BJP ’24 candidate flags risk of mass voter deletions due to SIR
Times of India | 26 January 2026
Kolkata: BJP neta from South 24 Parganas, Abhijit Das, has written to the EC expressing concern that the Special Intensive Revision (SIR) in its current form may lead to mass disenfranchisement.
The SIR process in its current "rigid and unfiltered form" runs the risk of "transforming the voter roll purification exercise into a mass disenfranchisement mechanism," Das wrote in his letter, where he also pointed out potential systemic anomalies.
A former BJP district president, Das, who had contested the 2024 Lok Sabha elections from Diamond Harbour against Abhishek Banerjee, further said that a large section of tribal communities as well as Rajbanshis and Matuas are facing issues because they don't have the 13 documents notified by the EC.
"In thousands of such cases, their names exist on the 2002 electoral roll and they have lived in India for generations.
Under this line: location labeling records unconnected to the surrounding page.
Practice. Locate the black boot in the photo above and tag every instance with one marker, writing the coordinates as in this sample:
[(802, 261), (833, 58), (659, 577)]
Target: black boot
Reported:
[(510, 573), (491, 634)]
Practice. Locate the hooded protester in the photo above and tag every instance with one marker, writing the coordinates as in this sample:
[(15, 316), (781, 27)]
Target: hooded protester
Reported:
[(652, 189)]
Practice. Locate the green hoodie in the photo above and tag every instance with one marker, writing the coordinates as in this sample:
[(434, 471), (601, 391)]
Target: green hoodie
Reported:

Yet, they are facing deletion risk solely due to non-availability of documents," Das said in his letter. "This amounts to indirect disenfranchisement of Hindu-origin Indian communities who lacked formal documents due to poverty, displacement or illiteracy," he said and demanded relaxations for tribals, Matuas, Rajbanshis and other voters in Hindu clusters.
He further pointed out that electors born after 1987 are required to submit two documents, one for themselves and another for their parents. "In rural Bengal, most marginal farmers, daily wage workers and illiterate households don't possess birth or school certificates, land deeds or legacy records," he said, adding that the two-document requirement, if applied rigidly, will result in mass deletion of genuine Indian electors.
In his letter, Das sought simultaneous "protection of genuine long-settled citizens" and "strict infiltration of illegal foreign nationals".